Kurz vor Saisonstart wurde dazu mit Serge Ibaka ein ehemaliger Top-Spieler der NBA unter Vertrag genommen. Der Spanier mit kongolesischen Wurzeln hat über 1000 NBA-Spiele bestritten und war 2019 mit den Toronto Raptors NBA-Champion. "Ich bin total begeistert, dass er jetzt in der Bundesliga arbeitet", sagte Bundestrainer Gordon Herbert in einem Interview der Mediengruppe "Münchner Merkur/tz" über Laso. "Leute wie er und Ibaka werden der Liga sehr nützen." Beide Transfers haben aber sicherlich nichts mit dem WM-Titel zu tun. Laso hatte seinen Vertrag bereits vor der WM unterschrieben. Weil er nun in München Chef ist und er seit über zehn Jahren guten Kontakt zu Ibaka hat, gelang es den 34-jährigen NBA-Veteranen zu verpflichten. Hinzu kommt die Lebensqualität in München und die Möglichkeit, in der EuroLeague auf nächsthöchstem Niveau nach der NBA zu spielen.
Wer ist Favorit auf den Meistertitel?
Da ist eigentlich nur der FC Bayern zu nennen, da neben Ulm und Bonn auch Hauptkonkurrent ALBA wichtiges Personal verloren hat und im Umbruch ist. Neben Weltmeister Lo, haben Berlins langjähriger Top-Spieler Luke Sikma und Jaleen Smith den Klub verlassen. "Es ist im Grunde wieder ein Neustart. Wir brauchen deshalb Geduld", sagte Alba-Geschäftsführer Marco Baldi. Dagegen haben die Bayern neben dem besten Kader auch das klare Ziel, nach vier Jahren Pause wieder Meister zu werden. "Das, was letzte Saison passiert ist - mit allem Respekt und Glückwünsche nochmal an Ulm - das darf und wird uns nicht mehr passieren", meinte Geschäftsführer Marko Pesic. "Ich will alles gewinnen", kündigte auch Ibaka an.
Wie groß ist die mediale Aufmerksamkeit für Basketball in Deutschland?

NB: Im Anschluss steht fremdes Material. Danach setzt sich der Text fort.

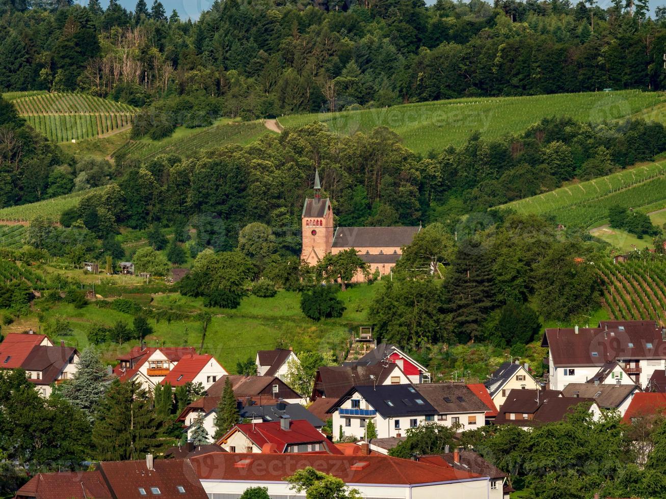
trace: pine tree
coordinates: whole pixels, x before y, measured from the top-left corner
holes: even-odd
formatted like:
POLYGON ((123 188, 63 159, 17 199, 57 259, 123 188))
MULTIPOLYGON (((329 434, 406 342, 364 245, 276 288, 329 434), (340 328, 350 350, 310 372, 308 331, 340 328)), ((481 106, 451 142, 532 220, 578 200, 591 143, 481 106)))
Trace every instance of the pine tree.
POLYGON ((458 248, 446 281, 454 333, 460 343, 482 333, 495 305, 492 263, 487 248, 474 239, 458 248))
POLYGON ((236 396, 231 386, 231 380, 227 377, 224 380, 224 389, 220 397, 220 403, 217 406, 217 415, 215 416, 215 440, 221 438, 226 432, 230 430, 238 422, 240 415, 238 413, 238 405, 236 403, 236 396))
POLYGON ((107 369, 93 348, 87 348, 77 363, 72 379, 61 385, 63 397, 83 411, 92 422, 95 407, 107 391, 107 369))
POLYGON ((192 443, 194 445, 205 445, 210 443, 210 437, 206 428, 204 428, 204 416, 202 413, 192 422, 192 443))
POLYGON ((163 423, 153 400, 135 381, 115 380, 100 401, 93 443, 100 460, 141 459, 162 446, 163 423))

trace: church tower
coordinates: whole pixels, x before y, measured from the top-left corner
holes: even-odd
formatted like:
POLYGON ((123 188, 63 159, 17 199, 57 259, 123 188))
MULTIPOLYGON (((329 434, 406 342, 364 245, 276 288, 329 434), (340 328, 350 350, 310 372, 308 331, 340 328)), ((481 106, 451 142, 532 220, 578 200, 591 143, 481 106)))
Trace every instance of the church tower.
POLYGON ((302 250, 300 259, 316 265, 333 244, 333 210, 330 200, 322 199, 319 170, 314 171, 314 198, 308 198, 301 215, 302 250))

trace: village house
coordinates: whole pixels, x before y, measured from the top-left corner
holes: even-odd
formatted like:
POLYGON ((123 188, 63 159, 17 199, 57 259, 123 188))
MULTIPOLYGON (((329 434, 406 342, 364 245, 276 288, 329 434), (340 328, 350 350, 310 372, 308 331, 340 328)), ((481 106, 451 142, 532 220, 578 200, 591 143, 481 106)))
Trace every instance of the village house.
POLYGON ((404 385, 410 379, 398 364, 385 362, 370 365, 322 366, 314 375, 310 401, 326 397, 337 400, 352 387, 404 385))
POLYGON ((21 369, 42 397, 53 384, 69 379, 77 371, 79 352, 61 343, 55 347, 44 335, 8 334, 0 343, 0 369, 21 369))
POLYGON ((172 388, 176 388, 188 383, 201 383, 207 390, 218 378, 227 374, 226 369, 212 355, 187 354, 180 357, 159 384, 169 383, 172 388))
MULTIPOLYGON (((314 173, 314 198, 305 200, 301 214, 302 248, 301 260, 316 265, 326 254, 354 248, 369 266, 370 273, 380 277, 390 273, 402 254, 402 248, 412 243, 420 227, 338 227, 333 231, 330 200, 321 197, 319 172, 314 173)), ((360 271, 352 279, 362 282, 360 271)))
POLYGON ((410 428, 434 421, 438 411, 412 385, 354 387, 328 411, 333 432, 364 440, 372 420, 377 436, 402 436, 410 428))
POLYGON ((523 365, 518 362, 505 362, 484 385, 498 409, 501 409, 511 390, 537 390, 541 388, 538 382, 529 374, 527 365, 523 365))
POLYGON ((592 414, 595 420, 601 416, 601 409, 593 398, 562 397, 553 390, 511 390, 496 424, 515 424, 529 428, 546 422, 561 421, 580 404, 592 414))
POLYGON ((216 443, 228 452, 342 454, 308 421, 292 421, 288 416, 278 421, 236 424, 216 443))
POLYGON ((410 383, 422 383, 430 382, 430 373, 428 369, 412 357, 400 350, 395 345, 380 343, 360 359, 346 362, 345 366, 385 365, 387 363, 397 364, 410 383))
POLYGON ((286 381, 289 363, 299 363, 298 357, 291 349, 260 350, 256 353, 256 374, 258 376, 277 376, 286 381))
POLYGON ((654 321, 602 321, 598 327, 549 328, 541 346, 548 348, 549 387, 562 390, 585 383, 606 363, 619 363, 641 387, 666 367, 666 329, 654 321))
POLYGON ((208 499, 186 459, 103 461, 93 471, 37 473, 15 499, 119 499, 159 496, 208 499))
POLYGON ((490 493, 488 476, 388 456, 212 452, 190 460, 212 499, 238 499, 257 486, 266 487, 272 498, 305 497, 284 479, 308 466, 340 478, 365 499, 488 499, 490 493))
POLYGON ((418 460, 420 462, 438 466, 442 466, 442 462, 444 462, 454 470, 470 472, 482 476, 489 477, 490 479, 489 499, 509 499, 509 494, 513 492, 513 488, 507 483, 506 473, 491 464, 474 450, 456 448, 452 452, 421 456, 418 458, 418 460))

Wie alle anderen Sportarten hat es auch der Basketball in Deutschland schwer, neben dem Fußball zu bestehen. Entsprechend findet der Basketball, der hinter Fußball, Handball und Eishockey die viertwichtigste Teamsportart in Deutschland ist, auch medial in einer Nische statt. Wer nicht live in der Halle dabei sein kann, benötigt ein Pay-TV-Abonnement, um die Spiele zu verfolgen. Seit dieser Saison ist das neue Streamingportal Dyn Media verantwortlich, bei dem ein Abo 12,50 Euro pro Monat kostet. Allerdings hat Dyn Verträge mit den öffentlich-rechtlichen Sendern ARD und ZDF geschlossen, die es möglich machen, dass Highlights und einzelne, wichtige Spiele auch frei empfangbar laufen. Dass Basketball beim deutschen TV-Publikum ankommen kann, bewies das WM-Finale, das als einziges WM-Spiel im frei empfangbaren Fernsehen gezeigt wurde. Über 4,6 Millionen Menschen schalteten ein, was einen Marktanteil von 35 Prozent bedeutete.